The purpose of this VA cooperative study was to test the hypothesis
that CRs of well-accepted SOC can effect an increase in residents' compliance
with multiple standards of ambulatory care across multiple medical centers.
In addition to involving multiple centers and concurrently using 13 SOC, this
clinical trial was unique in involving both preventive measures as well as
treatment for specific diagnoses, having a large sample size, measuring adherence
using both general and visit-specific analyses, and in using a lengthy intervention
period that allowed the tracking of adherence rates over time.
The trial furthered previous research by demonstrating higher adherence
with the reminder system across 12 medical centers for the combined 13 SOC.

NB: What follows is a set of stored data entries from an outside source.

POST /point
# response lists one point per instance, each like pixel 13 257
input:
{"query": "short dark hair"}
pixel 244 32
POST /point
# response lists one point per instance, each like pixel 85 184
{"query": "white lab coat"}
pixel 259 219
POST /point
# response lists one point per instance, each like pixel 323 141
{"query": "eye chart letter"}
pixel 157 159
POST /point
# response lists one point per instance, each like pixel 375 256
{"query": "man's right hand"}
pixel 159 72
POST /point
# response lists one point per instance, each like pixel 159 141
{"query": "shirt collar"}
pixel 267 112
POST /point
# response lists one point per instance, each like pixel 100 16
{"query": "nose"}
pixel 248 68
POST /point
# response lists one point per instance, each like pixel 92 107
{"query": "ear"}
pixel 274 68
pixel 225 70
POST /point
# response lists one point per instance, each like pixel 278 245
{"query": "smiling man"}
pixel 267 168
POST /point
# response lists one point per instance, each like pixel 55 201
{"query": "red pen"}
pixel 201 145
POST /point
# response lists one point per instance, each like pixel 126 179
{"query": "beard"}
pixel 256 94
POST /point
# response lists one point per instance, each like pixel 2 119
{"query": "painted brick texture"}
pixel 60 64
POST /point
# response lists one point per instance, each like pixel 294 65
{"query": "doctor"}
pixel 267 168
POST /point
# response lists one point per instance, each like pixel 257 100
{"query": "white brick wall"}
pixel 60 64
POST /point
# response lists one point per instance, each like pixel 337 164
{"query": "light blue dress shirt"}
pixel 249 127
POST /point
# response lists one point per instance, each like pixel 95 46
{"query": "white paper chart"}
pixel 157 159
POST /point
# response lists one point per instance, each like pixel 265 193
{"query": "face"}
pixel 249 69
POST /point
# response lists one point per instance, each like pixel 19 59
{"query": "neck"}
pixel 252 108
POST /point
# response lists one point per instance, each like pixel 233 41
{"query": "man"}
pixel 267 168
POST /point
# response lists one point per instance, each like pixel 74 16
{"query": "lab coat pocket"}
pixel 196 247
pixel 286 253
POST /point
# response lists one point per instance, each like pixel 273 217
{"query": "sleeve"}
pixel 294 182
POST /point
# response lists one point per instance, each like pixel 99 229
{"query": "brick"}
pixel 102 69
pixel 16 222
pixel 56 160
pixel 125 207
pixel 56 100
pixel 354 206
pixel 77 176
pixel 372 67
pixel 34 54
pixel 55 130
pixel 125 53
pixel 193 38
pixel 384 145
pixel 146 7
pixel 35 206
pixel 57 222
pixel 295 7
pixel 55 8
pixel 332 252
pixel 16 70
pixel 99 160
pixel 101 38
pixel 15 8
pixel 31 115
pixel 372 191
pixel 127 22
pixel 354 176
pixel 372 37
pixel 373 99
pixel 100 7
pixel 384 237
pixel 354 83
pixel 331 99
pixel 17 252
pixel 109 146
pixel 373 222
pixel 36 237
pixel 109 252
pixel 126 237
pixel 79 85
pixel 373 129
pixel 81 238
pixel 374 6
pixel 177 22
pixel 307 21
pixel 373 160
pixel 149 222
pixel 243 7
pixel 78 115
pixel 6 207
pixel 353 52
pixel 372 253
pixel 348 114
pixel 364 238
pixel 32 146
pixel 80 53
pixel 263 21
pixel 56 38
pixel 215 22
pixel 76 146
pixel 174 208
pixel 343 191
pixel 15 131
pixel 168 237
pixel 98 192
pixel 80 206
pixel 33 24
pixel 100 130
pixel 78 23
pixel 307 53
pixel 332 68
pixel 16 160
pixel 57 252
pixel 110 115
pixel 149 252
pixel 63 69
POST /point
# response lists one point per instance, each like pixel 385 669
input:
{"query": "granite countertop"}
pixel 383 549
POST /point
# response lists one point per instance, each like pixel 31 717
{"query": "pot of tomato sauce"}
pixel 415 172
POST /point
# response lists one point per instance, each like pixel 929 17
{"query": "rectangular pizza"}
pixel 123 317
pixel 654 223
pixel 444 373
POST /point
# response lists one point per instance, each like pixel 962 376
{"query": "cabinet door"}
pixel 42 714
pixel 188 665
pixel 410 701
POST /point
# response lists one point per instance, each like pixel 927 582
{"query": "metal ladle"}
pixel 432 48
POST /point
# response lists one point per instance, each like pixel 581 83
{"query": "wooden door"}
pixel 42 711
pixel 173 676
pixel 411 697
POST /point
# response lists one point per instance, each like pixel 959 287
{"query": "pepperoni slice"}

The general adherence rates increased from an already fairly high 53.0% at
baseline to 58.8% during the intervention period for the reminder group (a
10.9% relative increase or a 5.8 percentage point absolute increase), while
the control group showed a slight decrease from 55.3% adherence at baseline
to 53.5% adherence in follow-up (a 3.3% relative decrease or a 1.8 percentage
point absolute decrease). However, the increase in the general adherence rate
in the CR group was not as large as that reported by some other studies.23
Visit-specific adherence rates in both the reminder and control groups
were low. Residents' failure to deliver the suggested care more regularly
may be related to busy clinic schedules combined with a belief that the standards
may not have an immediate impact on patients' health. The standards with the
lowest adherence rates tended to be prevention rather than treatment oriented,
such as smoking cessation, counseling, and pnuemococcal vaccination. Still,
the fairly high number of patients in compliance with the standards by the
time of the patient's last visit, as indicated by the general adherence measure,
shows that patients' compliance with the standards is determined by more than
residents' actions at any single ambulatory care visit. Patients often attend
the ambulatory clinics multiple times in a year, giving physicians several
opportunities to provide the recommended care, and in many instances, patients
may receive the suggested care as an inpatient or as part of larger hospitalwide
patient education efforts.
This study demonstrated that improvements in adherence could be realized
for multiple standards concurrently across multiple sites. However, enthusiasm
for the reminder system was tempered by the finding that physicians became
less likely to respond to reminders across the time course of the study. Previous
studies have shown sizable decrements in SOC compliance during wash-out periods
that followed reminder deactivation. We showed a similar decrement, in spite
of maintaining the reminders.
We observed that the initial positive response to CRs systematically
declined across the course of the study even though the reminders remained
active. There are several potential reasons for this finding. One possibility
is that external changes in the practice of medicine lead to the residents
discounting the reminders. However, no similar decrement in performance was
observed for the control group, which would be expected if residents began
questioning the standards. Another more likely explanation is that in a busy
clinic the competing demands on residents' time lead to inattention to the
A lack of feedback concerning residents' performance may have contributed
to the observed decline. Perhaps providing performance feedback24- 26
and/or educational reinforcement to residents would help sustain the positive
effects of reminders. Nonetheless, our data indicated that computer reminders
installed at multiple sites can improve compliance with multiple SOCs.